Don't forget to configure server firewall so, only selecred server and poller can access the memcached server.
### Redis
Redis instance needed to coordinate the nodes. It's recommended that you do not share the Redis database with any other system. By default, Redis supports up to 16 databases (numbered 0-15). On this topic, I use database number 4 for LibreNMS and use `chris-lea` PPA for Redis 3+ on Ubuntu:
```bash
add-apt-repository ppa:chris-lea/redis-server
apt install redis-server
```
Edit Ubuntu Redis configuration example: (`/etc/redis/redis.conf`)
```plain
bind 0.0.0.0
requirepass YOURSCRETREDISPASSWORD
```
It's strongly recommended that you deploy a resilient cluster of redis systems, and use `redis-sentinel`.
## Poller Hosts (nms83, nms84, bsd-006-c7)

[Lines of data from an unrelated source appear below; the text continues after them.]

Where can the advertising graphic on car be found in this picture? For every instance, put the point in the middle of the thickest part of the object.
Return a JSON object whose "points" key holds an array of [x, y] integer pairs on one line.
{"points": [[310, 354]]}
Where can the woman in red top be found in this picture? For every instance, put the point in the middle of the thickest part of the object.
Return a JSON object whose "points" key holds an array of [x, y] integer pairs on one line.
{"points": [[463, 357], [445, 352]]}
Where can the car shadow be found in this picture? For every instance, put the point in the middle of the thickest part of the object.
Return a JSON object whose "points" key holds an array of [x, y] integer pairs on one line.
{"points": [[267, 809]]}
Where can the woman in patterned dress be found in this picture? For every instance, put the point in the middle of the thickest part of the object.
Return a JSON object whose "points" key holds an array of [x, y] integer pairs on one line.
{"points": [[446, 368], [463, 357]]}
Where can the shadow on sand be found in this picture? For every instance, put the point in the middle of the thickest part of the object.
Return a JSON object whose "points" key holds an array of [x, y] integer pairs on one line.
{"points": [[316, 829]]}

All poller host need working LibreNMS install. All you need to do after that is reconfigure all poller host config connection (Redis, Database, RRDCached, Memcached) to connect to Master Host (nms82).

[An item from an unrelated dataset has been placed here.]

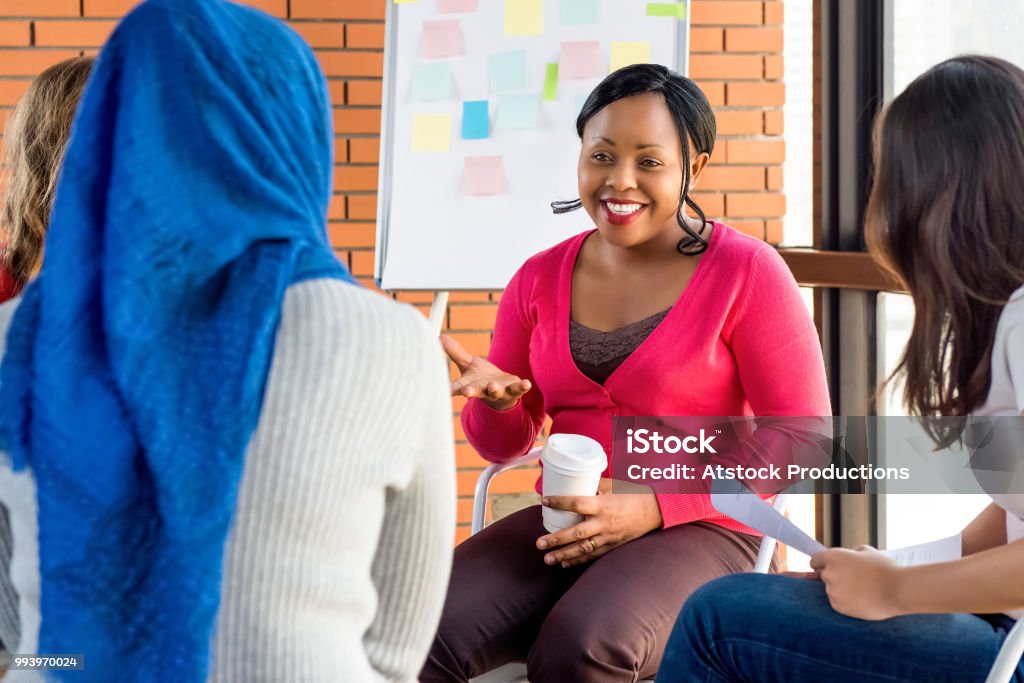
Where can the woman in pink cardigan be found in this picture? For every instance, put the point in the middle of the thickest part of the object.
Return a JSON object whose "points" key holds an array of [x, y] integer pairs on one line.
{"points": [[651, 313]]}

## Connection Configuration on All Nodes
Once all required dependency is installed and running on master hosts, reconfigure it in the .env and config.php file on each node.

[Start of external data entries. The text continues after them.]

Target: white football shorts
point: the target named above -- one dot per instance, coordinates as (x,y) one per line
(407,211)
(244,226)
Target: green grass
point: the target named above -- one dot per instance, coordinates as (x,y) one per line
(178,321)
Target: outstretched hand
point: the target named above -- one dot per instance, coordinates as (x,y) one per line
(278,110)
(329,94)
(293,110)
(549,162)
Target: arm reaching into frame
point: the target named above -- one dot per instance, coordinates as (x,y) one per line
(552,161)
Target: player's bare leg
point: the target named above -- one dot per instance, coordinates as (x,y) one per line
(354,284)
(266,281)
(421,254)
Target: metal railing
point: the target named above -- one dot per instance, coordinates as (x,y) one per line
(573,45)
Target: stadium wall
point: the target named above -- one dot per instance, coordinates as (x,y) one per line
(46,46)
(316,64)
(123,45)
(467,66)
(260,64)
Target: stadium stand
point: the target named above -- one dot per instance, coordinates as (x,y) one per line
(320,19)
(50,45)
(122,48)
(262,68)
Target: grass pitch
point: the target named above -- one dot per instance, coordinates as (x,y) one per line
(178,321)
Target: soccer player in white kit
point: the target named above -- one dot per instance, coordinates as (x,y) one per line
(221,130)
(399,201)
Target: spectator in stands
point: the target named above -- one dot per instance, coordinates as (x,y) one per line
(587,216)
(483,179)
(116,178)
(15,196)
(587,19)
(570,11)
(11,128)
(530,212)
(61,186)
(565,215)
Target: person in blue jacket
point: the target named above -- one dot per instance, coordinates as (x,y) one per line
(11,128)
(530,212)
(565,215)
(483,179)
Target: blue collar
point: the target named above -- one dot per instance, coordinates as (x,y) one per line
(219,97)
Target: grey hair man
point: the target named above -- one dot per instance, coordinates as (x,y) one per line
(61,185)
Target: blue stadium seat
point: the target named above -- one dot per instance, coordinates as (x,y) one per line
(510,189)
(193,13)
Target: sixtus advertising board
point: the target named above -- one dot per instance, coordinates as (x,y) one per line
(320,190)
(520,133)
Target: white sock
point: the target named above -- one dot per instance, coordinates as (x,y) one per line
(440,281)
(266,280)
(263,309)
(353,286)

Connection settings are required in `.env`. The `.env` file is generated after `composer install` and `APP_KEY` and `NODE_ID` are set. Remember that the **`APP_KEY` value must be the same on all pollers** and **leave `NODE_ID` as it**.
```plain
#APP_KEY= #Required, generated by composer install
DB_HOST=[YOUR_DATABASE_HOST]
DB_DATABASE=[YOUR_DATABASE_NAME]
DB_USERNAME=[YOUR_DATABASE_USER]
DB_PASSWORD=[YOUR_DATABASE_PASS]
#NODE_ID= #Required, generated by composer install
LIBRENMS_USER=librenms
# Distributed Polling
REDIS_HOST=[YOUR_REDIS_HOST_IP]
REDIS_PORT=6379
REDIS_PASSWORD=[YOURSCRETREDISPASSWORD]
REDIS_DB=4
CACHE_DRIVER=redis
```
`config.php` under LibreNMS directory :
```php
<?php
$config['distributed_poller'] = true;
$config['distributed_poller_name'] = php_uname('n');
$config['distributed_poller_group'] = '0'; # Set this to your prefered group for each node
$config['distributed_poller_memcached_host'] = "[IP_ADDR_OF_MEMCACHED_SERVER]";
$config['distributed_poller_memcached_port'] = 11211;
$config['service_poller_workers'] = 24; # Processes spawned for polling
$config['service_services_workers'] = 8; # Processes spawned for service polling
$config['service_discovery_workers'] = 16; # Processes spawned for discovery
//Optional Settings
#$config['service_poller_frequency'] = 300; # Seconds between polling attempts
#$config['service_services_frequency'] = 300; # Seconds between service polling attempts
#$config['service_discovery_frequency'] = 21600; # Seconds between discovery runs
#$config['service_billing_frequency'] = 300; # Seconds between billing calculations
#$config['service_billing_calculate_frequency'] = 60; # Billing interval
#$config['service_poller_down_retry'] = 60; # Seconds between failed polling attempts
#$config['service_loglevel'] = 'WARNING'; # Must be one of 'DEBUG', 'INFO', 'WARNING', 'ERROR', 'CRITICAL'
#$config['service_update_frequency'] = 86400; # Seconds between LibreNMS update checks
$config['service_watchdog_enabled'] = true;
```
A systemd unit file is provided - the sysv and upstart init scripts could also be used with a little modification.
A systemd unit file can be found in `misc/librenms.service`. To install run `cp /opt/librenms/misc/librenms.service /etc/systemd/system/librenms.service && systemctl enable --now librenms.service`.